Nagel and Wickmark were also instrumental in collecting and publishing the testimonies of Rock, Gruber, Gleim and Mayer, as well as various accounts of the lives and deaths of community members. It is fair to say that without the extensive travels and publication efforts of Nagel and Wickmark, the Community of True Inspiration would not have survived for long after Rock’s death. Nagel died in 1779, and Wickmark seven years later.
Several letters dated from 1758 to 1761 to and from Nagel provide evidence that he was working on a major project at that time to identify all testimonies from 1714-1749. more...
Transcription of above
An L[ieber] Br. Hackenbrach mit beyzuschliessen.
Den 22 Aug kahm ich von Homburg über Himbach und Bergheim glücklich hier an zu Lieblos, nahm gleich eine angefangene Arbeit vor, wodurch mir ins Andencken gekommen ist, was H[errn] Bruder schon vorm Jahr gemeldet, daß Er Zeugnisse habe von 1718.
Von diesen bitte mir folgende Abschrifften zu schicken:
1). Vom 2, 3, und 4 Febr 1718 zu Homburgshausen geschehen; und
2.) Zwey Zeugnisse, die zu Schwartzenau den 5 Febr 1718 ausgesprochen werden.
[In Br. Rocks Hand=Diario, so Er mit vielen Andern mir Selbst vorhat, habe gefunden, daß zu Homburgshausen den 4 Febr drey Zeugnisse in der Versammlung geschehen, und bey der Abreyse den 5 Febr an die angefochtene Schwester (:fragt sich: wer war du?) Den 6 Febr wird durch Ursula Mayerin auch eins in Schwartzenau geschehen seyn nach Innhalt solches Hand=Diari ]
3.) bitte um Abschriten der Zeugnisse die Er hat vom 11 Juny biss den 18 Juny 1718 die im Wittgensteinischen geschehen sind. Vom 12 Juny ist Eins hier: das zu Schwartzenau geschehen, und anfangt: Wahre Beugsamkeit p das End ist: davon kommen möget.
4.) von denen Zeugnissen, die Er hat vom Januario 1718, bitte die vier ersten Wort, als den Anfang, und 4 letzte Wort, als das End jedes Zeugnisses mit zu schicken.
5.) Ob Grubers Anfangs des Jahres 1715 in Homburgshausen geschehen? Ob nichts aufgeschrieben, was hoc tempore Gruber zu Berlenburg in der Kirche bezeuget, dann in der Kirche war Er?
6.) Ob von der Reyse nichts wissend, da Br. Rock im Julio oder Junio 1715 ins Waldeckische und nach Bitterfeld gethan hat?
7.) Ob und was Br. Keysig Schriftliches habe von Br. Duills Reyse mit Br. Rock nach Runckel und auf den Westerwald? Solches zu schicken die Maß an Br. Jonas.
Lieblos den 23 Aug 1759
The Nagel correspondence, which includes requests for information on the early testimonies to J.A. Gruber in Pennsylvania, further shows that Nagel was very concerned that the corpus of divine testimonies might be lost and was therefore seeking information and sources to compile his register of all testimonies. We also find partial drafts of the register among his papers.

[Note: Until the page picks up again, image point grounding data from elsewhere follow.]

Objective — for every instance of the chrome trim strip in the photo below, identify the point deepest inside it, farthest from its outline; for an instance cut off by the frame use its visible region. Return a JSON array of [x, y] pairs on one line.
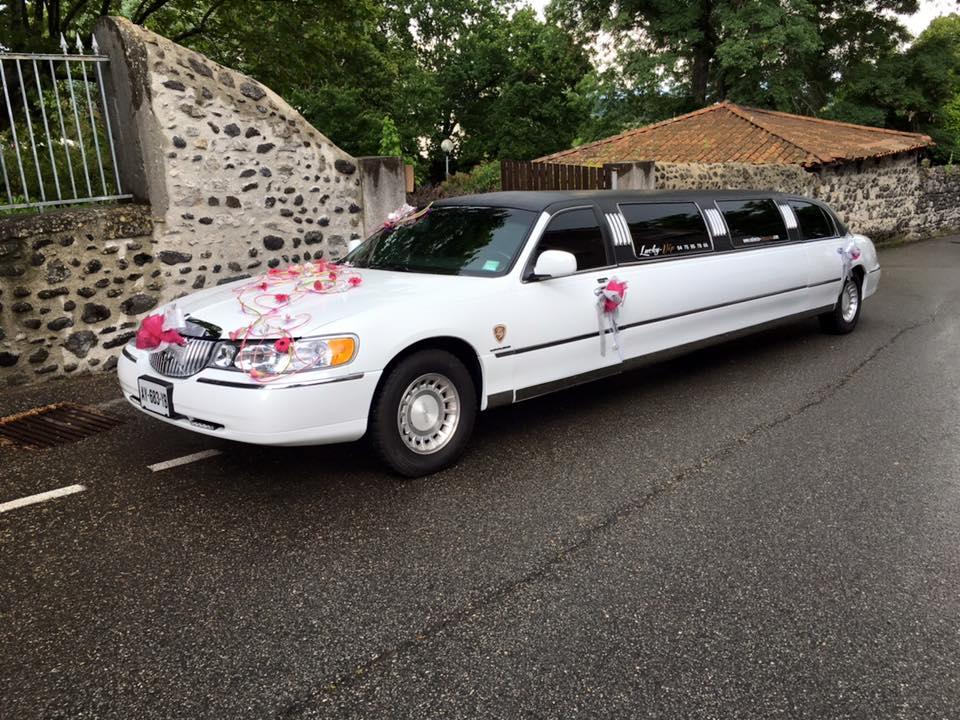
[[585, 336], [537, 390], [255, 386], [789, 219]]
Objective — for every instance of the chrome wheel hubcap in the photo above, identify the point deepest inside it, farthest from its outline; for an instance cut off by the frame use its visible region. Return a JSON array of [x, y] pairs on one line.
[[849, 301], [429, 413]]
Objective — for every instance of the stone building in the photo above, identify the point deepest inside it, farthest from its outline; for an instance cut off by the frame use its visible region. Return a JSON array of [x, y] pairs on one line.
[[872, 177], [228, 180], [729, 133]]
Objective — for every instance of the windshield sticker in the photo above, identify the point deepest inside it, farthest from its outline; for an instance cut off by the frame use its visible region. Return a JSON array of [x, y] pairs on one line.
[[405, 215]]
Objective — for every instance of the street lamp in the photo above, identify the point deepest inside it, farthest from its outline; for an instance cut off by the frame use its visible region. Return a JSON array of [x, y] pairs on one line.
[[447, 147]]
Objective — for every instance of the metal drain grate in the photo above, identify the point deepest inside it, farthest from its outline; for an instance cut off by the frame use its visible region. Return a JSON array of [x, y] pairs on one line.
[[54, 425]]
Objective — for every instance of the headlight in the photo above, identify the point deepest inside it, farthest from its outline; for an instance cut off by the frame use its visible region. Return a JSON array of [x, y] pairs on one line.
[[303, 354], [224, 355]]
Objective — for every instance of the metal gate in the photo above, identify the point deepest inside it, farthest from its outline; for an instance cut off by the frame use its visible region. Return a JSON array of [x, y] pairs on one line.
[[56, 142]]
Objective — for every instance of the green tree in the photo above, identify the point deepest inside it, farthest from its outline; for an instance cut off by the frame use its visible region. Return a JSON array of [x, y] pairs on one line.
[[389, 138], [917, 89], [784, 54]]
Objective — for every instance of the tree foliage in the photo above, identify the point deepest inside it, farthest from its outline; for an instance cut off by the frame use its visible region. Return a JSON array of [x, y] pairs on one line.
[[502, 83]]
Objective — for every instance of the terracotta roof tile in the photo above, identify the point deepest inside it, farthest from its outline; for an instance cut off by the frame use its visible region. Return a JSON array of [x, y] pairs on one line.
[[726, 132]]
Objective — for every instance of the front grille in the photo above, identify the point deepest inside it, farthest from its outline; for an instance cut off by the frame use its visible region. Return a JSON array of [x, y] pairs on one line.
[[183, 361]]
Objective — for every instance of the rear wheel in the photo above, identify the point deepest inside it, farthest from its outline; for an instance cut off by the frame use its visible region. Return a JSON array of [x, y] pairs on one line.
[[843, 318], [423, 414]]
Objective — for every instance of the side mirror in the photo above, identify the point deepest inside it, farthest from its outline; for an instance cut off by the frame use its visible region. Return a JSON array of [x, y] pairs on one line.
[[554, 263]]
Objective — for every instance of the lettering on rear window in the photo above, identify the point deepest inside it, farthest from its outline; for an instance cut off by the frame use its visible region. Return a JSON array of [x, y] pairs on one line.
[[666, 229]]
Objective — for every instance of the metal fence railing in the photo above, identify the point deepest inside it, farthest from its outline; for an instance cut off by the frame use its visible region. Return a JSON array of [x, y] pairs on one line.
[[56, 142]]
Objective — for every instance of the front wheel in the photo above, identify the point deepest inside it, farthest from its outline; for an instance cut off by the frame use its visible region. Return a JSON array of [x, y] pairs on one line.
[[843, 318], [423, 414]]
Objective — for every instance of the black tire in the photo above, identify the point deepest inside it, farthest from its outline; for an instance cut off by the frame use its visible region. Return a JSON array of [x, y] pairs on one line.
[[834, 322], [386, 434]]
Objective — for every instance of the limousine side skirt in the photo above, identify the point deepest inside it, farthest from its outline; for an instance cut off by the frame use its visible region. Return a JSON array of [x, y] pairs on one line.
[[533, 391], [586, 336]]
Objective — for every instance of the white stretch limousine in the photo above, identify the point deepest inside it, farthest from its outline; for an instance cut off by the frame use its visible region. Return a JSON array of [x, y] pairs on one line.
[[487, 300]]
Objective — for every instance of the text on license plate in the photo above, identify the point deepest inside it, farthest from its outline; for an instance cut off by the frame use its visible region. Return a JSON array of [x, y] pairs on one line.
[[156, 396]]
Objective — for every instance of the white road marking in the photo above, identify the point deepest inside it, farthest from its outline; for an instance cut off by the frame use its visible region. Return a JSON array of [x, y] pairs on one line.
[[186, 459], [41, 497]]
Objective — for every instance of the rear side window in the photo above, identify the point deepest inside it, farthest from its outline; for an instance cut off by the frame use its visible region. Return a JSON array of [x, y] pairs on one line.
[[577, 232], [753, 222], [666, 229], [814, 223]]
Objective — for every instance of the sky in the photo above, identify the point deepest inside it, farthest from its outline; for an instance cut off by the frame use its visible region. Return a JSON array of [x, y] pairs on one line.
[[929, 9]]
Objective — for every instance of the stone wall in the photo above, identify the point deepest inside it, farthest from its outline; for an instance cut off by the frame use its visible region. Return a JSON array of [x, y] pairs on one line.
[[71, 285], [238, 181], [938, 206], [888, 198], [230, 181]]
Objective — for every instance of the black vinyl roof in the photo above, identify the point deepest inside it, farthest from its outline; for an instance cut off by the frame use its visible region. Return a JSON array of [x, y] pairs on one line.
[[539, 200]]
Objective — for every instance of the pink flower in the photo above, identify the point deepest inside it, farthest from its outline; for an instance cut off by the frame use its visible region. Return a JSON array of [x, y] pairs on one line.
[[151, 334]]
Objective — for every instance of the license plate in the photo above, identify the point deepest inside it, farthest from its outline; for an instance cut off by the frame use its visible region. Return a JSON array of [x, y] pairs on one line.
[[156, 396]]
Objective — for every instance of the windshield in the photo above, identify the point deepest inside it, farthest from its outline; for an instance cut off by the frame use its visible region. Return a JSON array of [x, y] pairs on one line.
[[479, 241]]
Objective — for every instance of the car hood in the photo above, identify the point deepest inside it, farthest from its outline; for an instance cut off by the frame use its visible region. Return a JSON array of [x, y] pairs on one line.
[[380, 291]]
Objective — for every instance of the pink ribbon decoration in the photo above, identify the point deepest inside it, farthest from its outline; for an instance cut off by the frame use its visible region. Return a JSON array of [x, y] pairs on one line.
[[847, 255], [272, 303], [159, 332], [609, 299]]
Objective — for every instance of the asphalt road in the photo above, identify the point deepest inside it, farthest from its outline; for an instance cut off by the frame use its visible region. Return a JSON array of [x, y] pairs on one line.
[[770, 528]]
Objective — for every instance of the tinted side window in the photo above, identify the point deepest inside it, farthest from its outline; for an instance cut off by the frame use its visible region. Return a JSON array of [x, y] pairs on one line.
[[666, 229], [577, 232], [753, 221], [813, 221]]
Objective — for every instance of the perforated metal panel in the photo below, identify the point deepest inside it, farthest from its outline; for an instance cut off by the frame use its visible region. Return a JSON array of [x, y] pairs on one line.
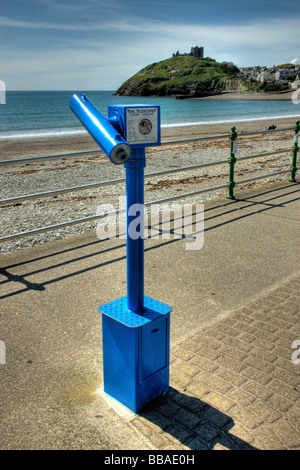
[[118, 310]]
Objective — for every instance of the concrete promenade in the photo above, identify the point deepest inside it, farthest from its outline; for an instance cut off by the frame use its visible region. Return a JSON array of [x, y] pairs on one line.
[[235, 335]]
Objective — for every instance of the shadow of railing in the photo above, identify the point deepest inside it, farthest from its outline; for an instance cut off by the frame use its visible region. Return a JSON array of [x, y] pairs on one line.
[[192, 422], [231, 212]]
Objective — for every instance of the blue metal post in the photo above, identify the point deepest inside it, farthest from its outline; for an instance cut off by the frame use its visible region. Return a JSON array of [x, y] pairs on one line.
[[135, 246], [136, 328]]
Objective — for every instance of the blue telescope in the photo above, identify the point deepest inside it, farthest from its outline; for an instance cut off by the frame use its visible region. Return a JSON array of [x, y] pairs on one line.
[[135, 328], [104, 131]]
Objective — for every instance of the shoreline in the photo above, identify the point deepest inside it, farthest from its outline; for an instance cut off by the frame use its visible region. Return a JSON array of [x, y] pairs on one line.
[[13, 149], [249, 96], [42, 176]]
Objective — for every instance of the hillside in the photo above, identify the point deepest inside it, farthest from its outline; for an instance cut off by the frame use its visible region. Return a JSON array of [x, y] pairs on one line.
[[183, 76]]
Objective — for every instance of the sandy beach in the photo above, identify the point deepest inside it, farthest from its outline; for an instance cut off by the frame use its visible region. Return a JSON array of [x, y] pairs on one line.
[[69, 172], [12, 149]]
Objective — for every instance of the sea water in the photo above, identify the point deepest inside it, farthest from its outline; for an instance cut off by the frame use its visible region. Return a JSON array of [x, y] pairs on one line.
[[35, 114]]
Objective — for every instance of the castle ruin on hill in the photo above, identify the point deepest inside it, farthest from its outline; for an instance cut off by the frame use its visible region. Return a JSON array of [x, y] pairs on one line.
[[196, 51]]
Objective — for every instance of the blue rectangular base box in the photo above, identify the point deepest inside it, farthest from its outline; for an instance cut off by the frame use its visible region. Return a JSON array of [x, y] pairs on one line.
[[135, 351]]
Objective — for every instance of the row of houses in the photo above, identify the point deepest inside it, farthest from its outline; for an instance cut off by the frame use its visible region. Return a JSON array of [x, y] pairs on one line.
[[284, 74]]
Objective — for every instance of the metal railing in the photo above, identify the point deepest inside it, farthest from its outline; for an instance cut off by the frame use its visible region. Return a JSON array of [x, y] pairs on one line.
[[232, 160]]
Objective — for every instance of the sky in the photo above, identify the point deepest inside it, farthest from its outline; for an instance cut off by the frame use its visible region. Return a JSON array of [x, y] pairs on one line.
[[98, 44]]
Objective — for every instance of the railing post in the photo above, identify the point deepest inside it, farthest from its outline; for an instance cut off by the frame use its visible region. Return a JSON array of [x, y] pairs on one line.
[[232, 161], [295, 153]]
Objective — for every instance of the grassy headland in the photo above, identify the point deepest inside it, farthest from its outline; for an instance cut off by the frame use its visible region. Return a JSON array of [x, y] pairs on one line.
[[183, 75]]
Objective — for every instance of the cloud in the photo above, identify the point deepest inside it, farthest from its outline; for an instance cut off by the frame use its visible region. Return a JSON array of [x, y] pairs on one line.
[[103, 54]]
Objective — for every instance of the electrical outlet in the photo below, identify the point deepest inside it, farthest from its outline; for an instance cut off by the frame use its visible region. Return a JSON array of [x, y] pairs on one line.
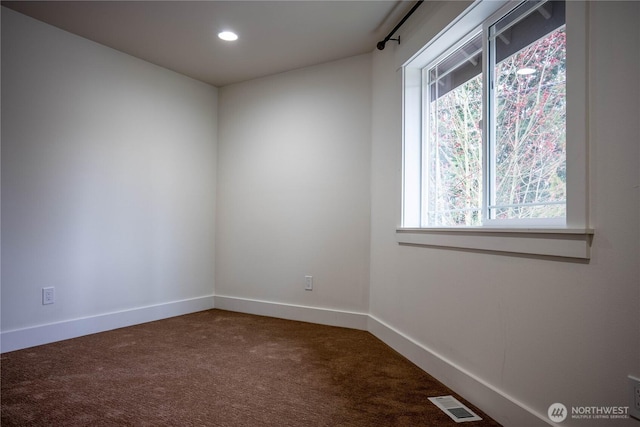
[[48, 295], [634, 387]]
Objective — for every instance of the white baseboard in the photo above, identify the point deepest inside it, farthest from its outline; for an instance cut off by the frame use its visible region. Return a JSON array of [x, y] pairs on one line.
[[301, 313], [502, 408], [44, 334]]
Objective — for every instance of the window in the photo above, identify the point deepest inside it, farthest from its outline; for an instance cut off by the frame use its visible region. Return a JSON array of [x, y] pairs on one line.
[[494, 110]]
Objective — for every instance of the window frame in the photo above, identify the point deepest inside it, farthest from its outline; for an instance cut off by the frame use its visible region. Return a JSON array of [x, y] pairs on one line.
[[571, 238]]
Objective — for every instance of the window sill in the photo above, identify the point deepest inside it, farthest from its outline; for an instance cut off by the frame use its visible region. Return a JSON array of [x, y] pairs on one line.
[[551, 242]]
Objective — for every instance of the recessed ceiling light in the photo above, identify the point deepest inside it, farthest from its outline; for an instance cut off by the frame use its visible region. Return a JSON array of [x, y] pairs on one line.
[[228, 36], [526, 71]]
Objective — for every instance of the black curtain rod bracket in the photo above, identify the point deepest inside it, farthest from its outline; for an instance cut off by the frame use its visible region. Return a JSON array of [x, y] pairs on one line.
[[382, 43]]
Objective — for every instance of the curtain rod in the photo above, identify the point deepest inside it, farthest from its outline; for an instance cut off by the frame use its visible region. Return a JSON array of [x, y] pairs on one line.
[[381, 44]]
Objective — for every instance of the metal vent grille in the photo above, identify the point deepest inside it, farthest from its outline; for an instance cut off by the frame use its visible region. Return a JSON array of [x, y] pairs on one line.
[[457, 411]]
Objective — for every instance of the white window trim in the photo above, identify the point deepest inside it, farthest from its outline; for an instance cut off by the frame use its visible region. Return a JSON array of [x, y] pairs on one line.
[[569, 240]]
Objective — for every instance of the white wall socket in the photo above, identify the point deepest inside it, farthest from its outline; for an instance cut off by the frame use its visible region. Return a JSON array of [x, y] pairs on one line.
[[634, 404], [48, 295]]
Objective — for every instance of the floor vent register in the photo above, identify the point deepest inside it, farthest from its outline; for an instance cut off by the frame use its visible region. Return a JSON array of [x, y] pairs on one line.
[[454, 409]]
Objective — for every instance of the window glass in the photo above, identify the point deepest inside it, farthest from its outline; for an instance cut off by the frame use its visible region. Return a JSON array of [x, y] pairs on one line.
[[527, 177]]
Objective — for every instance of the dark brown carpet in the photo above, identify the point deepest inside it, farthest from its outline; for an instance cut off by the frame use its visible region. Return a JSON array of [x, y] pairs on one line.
[[219, 368]]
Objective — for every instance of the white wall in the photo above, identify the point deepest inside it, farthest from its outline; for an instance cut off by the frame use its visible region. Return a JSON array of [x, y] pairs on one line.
[[533, 330], [293, 187], [108, 179]]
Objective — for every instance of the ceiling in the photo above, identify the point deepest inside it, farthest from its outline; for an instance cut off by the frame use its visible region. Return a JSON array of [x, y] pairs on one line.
[[274, 36]]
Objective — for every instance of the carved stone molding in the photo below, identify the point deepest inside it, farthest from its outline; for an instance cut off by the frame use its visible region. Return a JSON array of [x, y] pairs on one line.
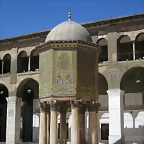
[[93, 105], [14, 99], [63, 107], [53, 105]]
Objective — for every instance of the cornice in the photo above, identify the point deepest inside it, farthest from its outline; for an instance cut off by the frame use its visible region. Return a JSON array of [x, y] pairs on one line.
[[67, 45], [108, 22]]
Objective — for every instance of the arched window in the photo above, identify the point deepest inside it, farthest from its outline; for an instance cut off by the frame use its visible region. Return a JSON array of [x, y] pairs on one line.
[[103, 57], [139, 46], [124, 48], [22, 62], [6, 63], [34, 61]]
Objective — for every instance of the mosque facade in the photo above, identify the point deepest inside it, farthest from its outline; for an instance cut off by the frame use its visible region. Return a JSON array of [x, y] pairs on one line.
[[74, 84]]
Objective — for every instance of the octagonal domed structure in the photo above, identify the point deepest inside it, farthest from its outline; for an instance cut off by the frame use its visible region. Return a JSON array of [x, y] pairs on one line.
[[68, 31]]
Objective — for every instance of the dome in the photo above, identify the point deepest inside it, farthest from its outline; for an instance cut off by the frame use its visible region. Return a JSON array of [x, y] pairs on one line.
[[68, 31]]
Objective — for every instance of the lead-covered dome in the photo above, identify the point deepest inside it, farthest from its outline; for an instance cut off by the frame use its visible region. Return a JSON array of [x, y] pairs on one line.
[[68, 31]]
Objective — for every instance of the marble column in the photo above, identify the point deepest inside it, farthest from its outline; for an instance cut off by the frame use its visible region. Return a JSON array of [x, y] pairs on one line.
[[134, 54], [43, 123], [29, 63], [116, 120], [93, 122], [82, 110], [53, 123], [75, 133], [48, 126], [13, 120], [63, 125]]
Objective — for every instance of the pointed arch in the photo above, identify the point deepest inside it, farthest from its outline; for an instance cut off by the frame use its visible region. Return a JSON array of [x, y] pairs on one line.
[[139, 46]]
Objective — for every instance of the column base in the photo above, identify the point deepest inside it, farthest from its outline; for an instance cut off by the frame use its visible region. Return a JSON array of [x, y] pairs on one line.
[[116, 139]]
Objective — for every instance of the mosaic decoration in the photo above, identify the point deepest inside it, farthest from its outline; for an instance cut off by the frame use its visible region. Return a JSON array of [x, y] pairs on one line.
[[64, 61], [63, 82]]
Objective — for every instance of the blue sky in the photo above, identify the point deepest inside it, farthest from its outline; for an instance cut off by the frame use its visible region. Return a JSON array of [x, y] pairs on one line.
[[18, 17]]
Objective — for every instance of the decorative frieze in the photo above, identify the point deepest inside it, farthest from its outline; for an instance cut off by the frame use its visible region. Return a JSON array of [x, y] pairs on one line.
[[93, 105]]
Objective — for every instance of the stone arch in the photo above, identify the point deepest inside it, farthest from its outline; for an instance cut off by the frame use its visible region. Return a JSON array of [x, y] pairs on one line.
[[103, 57], [34, 60], [139, 46], [102, 87], [6, 63], [4, 93], [28, 90], [22, 62], [132, 82], [124, 48]]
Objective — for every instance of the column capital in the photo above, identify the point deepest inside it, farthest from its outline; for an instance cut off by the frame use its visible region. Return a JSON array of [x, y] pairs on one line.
[[63, 107], [115, 92], [14, 99], [53, 105], [93, 105], [75, 103]]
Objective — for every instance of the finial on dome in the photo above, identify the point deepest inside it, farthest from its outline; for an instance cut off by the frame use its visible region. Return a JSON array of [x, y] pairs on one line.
[[69, 15]]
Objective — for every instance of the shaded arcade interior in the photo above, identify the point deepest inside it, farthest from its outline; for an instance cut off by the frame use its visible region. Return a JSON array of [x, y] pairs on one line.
[[28, 90]]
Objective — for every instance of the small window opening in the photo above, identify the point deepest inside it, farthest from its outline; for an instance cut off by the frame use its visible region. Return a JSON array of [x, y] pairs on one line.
[[104, 131]]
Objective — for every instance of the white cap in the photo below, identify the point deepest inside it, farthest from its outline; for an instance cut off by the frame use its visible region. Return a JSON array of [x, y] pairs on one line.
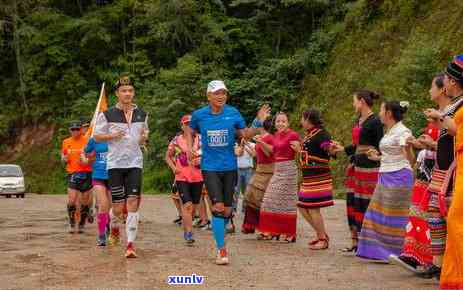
[[216, 85]]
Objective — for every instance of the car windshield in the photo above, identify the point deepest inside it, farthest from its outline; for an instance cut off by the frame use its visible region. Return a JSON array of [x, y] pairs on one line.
[[10, 171]]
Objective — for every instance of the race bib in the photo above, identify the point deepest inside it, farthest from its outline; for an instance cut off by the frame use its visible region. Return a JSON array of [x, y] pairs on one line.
[[217, 138]]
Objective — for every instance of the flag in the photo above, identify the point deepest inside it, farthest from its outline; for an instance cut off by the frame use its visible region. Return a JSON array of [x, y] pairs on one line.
[[101, 106]]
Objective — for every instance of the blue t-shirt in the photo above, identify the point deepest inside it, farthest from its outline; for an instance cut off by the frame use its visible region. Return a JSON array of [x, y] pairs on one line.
[[99, 166], [218, 137]]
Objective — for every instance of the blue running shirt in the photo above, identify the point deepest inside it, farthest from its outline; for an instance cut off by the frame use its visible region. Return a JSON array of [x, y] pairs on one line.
[[218, 135], [99, 166]]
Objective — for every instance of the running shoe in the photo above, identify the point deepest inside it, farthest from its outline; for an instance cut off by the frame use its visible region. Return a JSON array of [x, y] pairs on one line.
[[178, 220], [188, 236], [222, 257], [130, 252], [91, 216], [114, 238], [431, 272], [407, 263], [197, 223], [101, 241]]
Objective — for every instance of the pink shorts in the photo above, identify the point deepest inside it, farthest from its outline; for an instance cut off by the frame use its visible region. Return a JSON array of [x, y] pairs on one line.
[[100, 182]]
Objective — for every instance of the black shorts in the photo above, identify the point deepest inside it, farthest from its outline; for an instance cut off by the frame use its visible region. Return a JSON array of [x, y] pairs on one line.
[[124, 183], [81, 181], [220, 186], [190, 191]]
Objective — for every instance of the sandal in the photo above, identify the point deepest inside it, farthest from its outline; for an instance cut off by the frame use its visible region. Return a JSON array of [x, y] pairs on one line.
[[289, 240], [351, 249], [313, 242], [323, 244], [264, 237]]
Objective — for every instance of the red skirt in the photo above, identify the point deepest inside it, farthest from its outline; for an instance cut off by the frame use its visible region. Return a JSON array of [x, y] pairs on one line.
[[417, 243]]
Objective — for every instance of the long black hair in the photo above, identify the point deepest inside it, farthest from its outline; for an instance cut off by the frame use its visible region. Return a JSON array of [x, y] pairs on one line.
[[367, 95], [314, 117]]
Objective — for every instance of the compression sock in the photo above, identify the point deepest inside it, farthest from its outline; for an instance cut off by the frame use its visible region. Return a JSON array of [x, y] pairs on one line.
[[131, 226], [218, 230]]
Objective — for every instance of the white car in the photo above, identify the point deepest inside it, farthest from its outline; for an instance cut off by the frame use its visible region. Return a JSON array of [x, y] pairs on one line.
[[11, 180]]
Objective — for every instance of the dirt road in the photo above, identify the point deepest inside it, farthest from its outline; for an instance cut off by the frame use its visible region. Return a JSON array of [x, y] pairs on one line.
[[37, 253]]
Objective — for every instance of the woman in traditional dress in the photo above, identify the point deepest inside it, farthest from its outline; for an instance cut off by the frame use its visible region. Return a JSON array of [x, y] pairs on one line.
[[317, 186], [441, 185], [188, 177], [278, 214], [452, 269], [416, 254], [259, 181], [362, 174], [384, 224]]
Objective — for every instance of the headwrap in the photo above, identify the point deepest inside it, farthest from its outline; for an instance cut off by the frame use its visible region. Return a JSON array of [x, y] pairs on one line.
[[455, 69]]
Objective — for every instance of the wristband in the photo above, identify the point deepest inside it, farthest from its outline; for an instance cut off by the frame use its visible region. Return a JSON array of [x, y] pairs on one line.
[[257, 124]]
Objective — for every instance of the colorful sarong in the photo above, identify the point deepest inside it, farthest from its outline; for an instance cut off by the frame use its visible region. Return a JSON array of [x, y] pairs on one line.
[[254, 194], [278, 214], [317, 187], [385, 221], [362, 181], [417, 244]]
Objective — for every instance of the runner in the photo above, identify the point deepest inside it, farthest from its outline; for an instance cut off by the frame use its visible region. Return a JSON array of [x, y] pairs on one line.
[[79, 177], [220, 125], [383, 229], [87, 198], [125, 128], [96, 152], [175, 195], [188, 176]]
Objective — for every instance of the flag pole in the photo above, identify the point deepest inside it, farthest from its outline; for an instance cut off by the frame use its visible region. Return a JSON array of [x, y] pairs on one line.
[[95, 115]]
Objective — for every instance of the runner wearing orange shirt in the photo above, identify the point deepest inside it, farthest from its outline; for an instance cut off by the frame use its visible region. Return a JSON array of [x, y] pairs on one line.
[[79, 177]]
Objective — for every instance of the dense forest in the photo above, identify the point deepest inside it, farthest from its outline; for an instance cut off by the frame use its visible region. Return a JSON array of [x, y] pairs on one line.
[[290, 53]]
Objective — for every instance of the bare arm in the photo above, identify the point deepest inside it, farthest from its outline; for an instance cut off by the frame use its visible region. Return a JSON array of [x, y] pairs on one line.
[[449, 124], [188, 134], [170, 162], [408, 153]]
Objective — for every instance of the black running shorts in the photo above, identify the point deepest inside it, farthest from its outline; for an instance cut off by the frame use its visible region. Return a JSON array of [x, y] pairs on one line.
[[220, 186], [81, 181], [124, 183], [190, 191]]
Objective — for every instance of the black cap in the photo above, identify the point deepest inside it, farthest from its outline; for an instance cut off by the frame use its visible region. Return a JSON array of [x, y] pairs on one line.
[[75, 125], [123, 81]]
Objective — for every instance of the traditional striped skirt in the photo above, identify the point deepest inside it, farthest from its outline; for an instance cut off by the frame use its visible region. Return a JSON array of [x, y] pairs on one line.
[[417, 242], [362, 182], [349, 185], [278, 213], [254, 195], [436, 219], [452, 269], [316, 188], [385, 221]]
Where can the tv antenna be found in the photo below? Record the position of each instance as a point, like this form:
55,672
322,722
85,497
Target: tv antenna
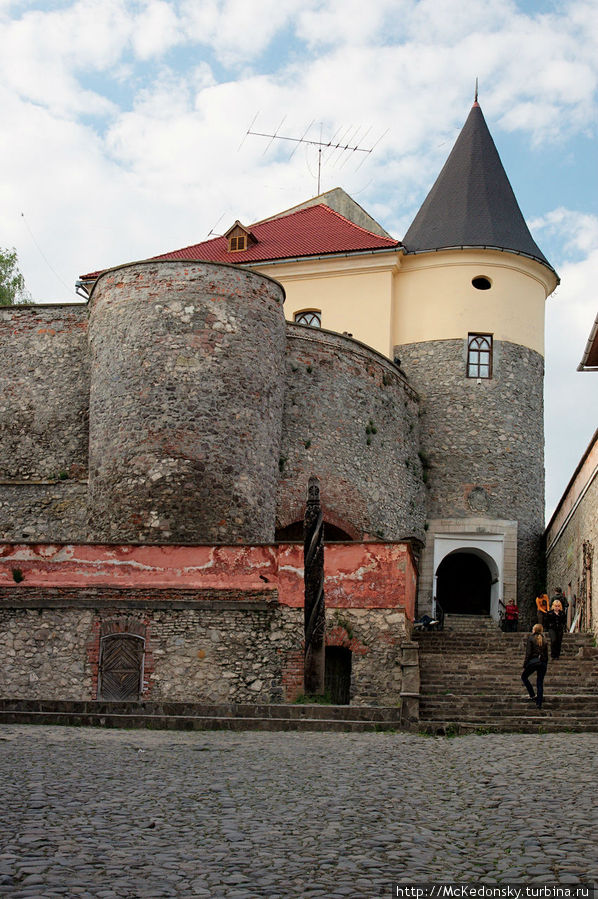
342,142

While the Haupt=Register is undated, internal clues corroborate the dates from the Nagel correspondence. We note that there are references to the second edition of Geschrei zur Mitternacht, a collection of J.C. Gleim testimonies, printed in 1758, but no reference to the collection of Ursula Mayer testimonies, Himmlischer Abendschein, published in 1781. A closer look at the Haupt=Register’s references to the Rock Sammlungen (yearbooks of J.F. Rock testimonies) narrows it further. We find references to printed volumes of the Rock Sammlungen up to number XIV (published in 1761) but none from XV (published in 1764) on. So we can safely assume a date of 1762 (or perhaps 1763).